If you’re going to resolve anything, I think anybody -- anybody that believes, that any plan, the ones that are being talked about now, the new plan that was reported this week in The Washington Post about what the Pentagon wants to do. I read about the same sort of idea, in the --this article, this week of that we have some elaborate new plan to save the day. Any plan that's going to be developed by -- in this country that calls -- that depends on either the Iraqi police or the Iraqi military to stand up, is a nonstarter.

So we have to really start thinking differently about Iraq, and any thought about bringing in, for example, the UN, or even some -- any other group, anybody that comes in to Iraq right now is going to be an outsider, is going to be a target, is going to be accused of being involved with collaborators by either the Sunnis or the Shiites. They're all going to be targeted. This country is really in bad shape.

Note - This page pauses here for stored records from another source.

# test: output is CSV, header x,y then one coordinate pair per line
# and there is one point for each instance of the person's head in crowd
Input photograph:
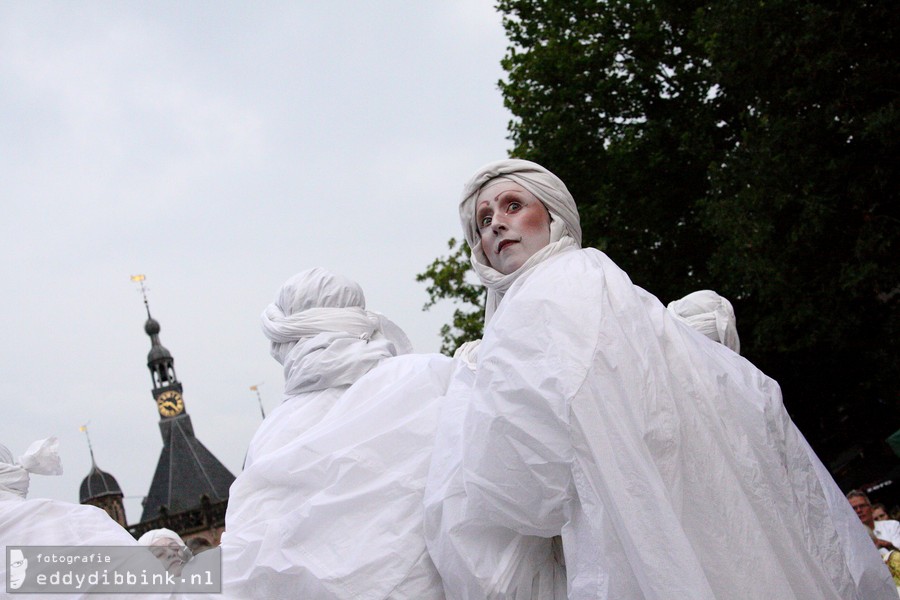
x,y
710,314
168,547
198,544
515,214
860,503
42,458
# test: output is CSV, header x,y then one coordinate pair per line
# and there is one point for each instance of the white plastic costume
x,y
329,505
45,522
668,464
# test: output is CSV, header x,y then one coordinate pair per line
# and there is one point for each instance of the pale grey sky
x,y
218,148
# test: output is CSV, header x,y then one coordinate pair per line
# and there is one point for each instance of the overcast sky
x,y
218,148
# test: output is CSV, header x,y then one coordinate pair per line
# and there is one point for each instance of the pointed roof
x,y
186,471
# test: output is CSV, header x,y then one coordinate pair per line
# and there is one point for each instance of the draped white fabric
x,y
476,558
668,465
42,458
710,314
335,511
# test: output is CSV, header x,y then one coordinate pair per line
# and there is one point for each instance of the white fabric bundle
x,y
42,458
565,228
710,314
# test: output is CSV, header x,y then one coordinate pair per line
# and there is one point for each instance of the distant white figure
x,y
18,568
329,505
668,465
710,314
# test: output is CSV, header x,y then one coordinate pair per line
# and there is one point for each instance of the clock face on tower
x,y
169,403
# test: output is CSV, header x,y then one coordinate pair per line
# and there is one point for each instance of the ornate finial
x,y
90,447
140,279
255,388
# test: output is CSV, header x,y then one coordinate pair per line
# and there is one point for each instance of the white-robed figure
x,y
42,521
668,464
329,505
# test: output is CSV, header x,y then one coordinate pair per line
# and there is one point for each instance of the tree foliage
x,y
746,147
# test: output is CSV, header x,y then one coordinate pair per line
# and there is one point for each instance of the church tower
x,y
188,477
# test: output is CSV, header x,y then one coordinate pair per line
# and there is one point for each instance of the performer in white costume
x,y
45,522
668,464
329,505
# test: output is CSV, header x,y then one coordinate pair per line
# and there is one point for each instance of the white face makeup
x,y
513,225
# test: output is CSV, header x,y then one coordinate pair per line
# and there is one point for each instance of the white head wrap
x,y
565,227
710,314
42,458
322,334
156,534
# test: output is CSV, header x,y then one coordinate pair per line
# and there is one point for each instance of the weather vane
x,y
255,388
140,279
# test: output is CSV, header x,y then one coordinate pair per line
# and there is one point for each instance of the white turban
x,y
710,314
565,226
42,458
156,534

One solution, obviously, it seems to me, is to do exactly what’s happening. The two countries that seem to have some standing with the insurgency, Syria and Iran, maybe can do something because they have one thing in common with a lot of the people of Iraq; they’re standing up to America. And it is going to be very hard for us to accept the notion that we can’t broker anything. Which, I think is much more likely than not. I think it’s gonna have to come from the other side, that is from the Iranian and Syrian side. Why should they want to see, a Somalia on their borders? They don’t. And so that’s to me, the most important story of the day.